Monday, February 22, 2010

Guest Speaker- Eugene Driscoll

Who says Journalism is a dying breed? Not Eugene Driscoll!

The Valley Independent Sentinel is a privately-funded, non-profit, localized online news source that covers 5 counties in/around Naugatuck Valley, CT. Mr. Eugene Driscoll is an editor there who believes that people who think "journalism is dying" are "idiots." The website/news source was launched 8 years ago, and already has 2,000+ readers a day to the site, which covers mainly local news out of Ansonia, Derby, Oxford, Seymour, and Shelton, CT.

One of the questions I asked was whether he and his associates can cover stories that are outside of their jurisdiction/coverage area. He replied that due to other competeing papers in CT running the same stories, it would be difficult to be "exclusive," and in the end, everything would become "repetetive." He went on to say that "you would end up reading the same story in five different newspapers or web sources." When talking about his competitors, he mentioned a particular news source, which I will not name, that offended it's readers. "That's one thing you can't do," according to Driscoll, "you can't hate your readers."

What interested me most about his speech wast that the reporters at the Sentinel were constantly trying something new; they were always on the move, freelancers always on the go with their police scanners and keeping updated on, of all places, the social-networking site, Facebook.
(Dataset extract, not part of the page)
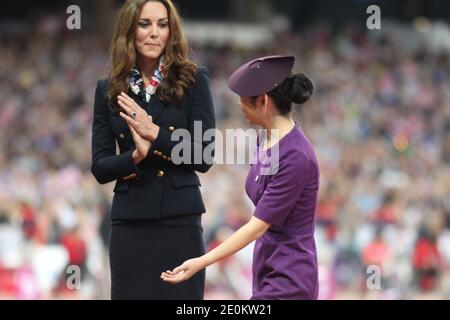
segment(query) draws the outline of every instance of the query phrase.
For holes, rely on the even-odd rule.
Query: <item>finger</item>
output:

Now, the fact that he mentioned Facebook as an outlet for free advertising was unique in the fact that it generates a reader-base and gets people to come to the site. If you broaden the "word-of-mouth," you will eventually gain more respect in the community, although, it already appears that they have a pretty solid and dedicated following. Advertising on Facebook and social networking sites was just another way to get the word out there. That was a smart move on their part.

One of the words Driscoll used quite frequently was "hyper-local." I interpreted it as local media and news, but at a constantly fast pace. News is always happening all over the covered counties, and he and his team were always on top of it. "It's all about covering the news at the moment," Driscoll says.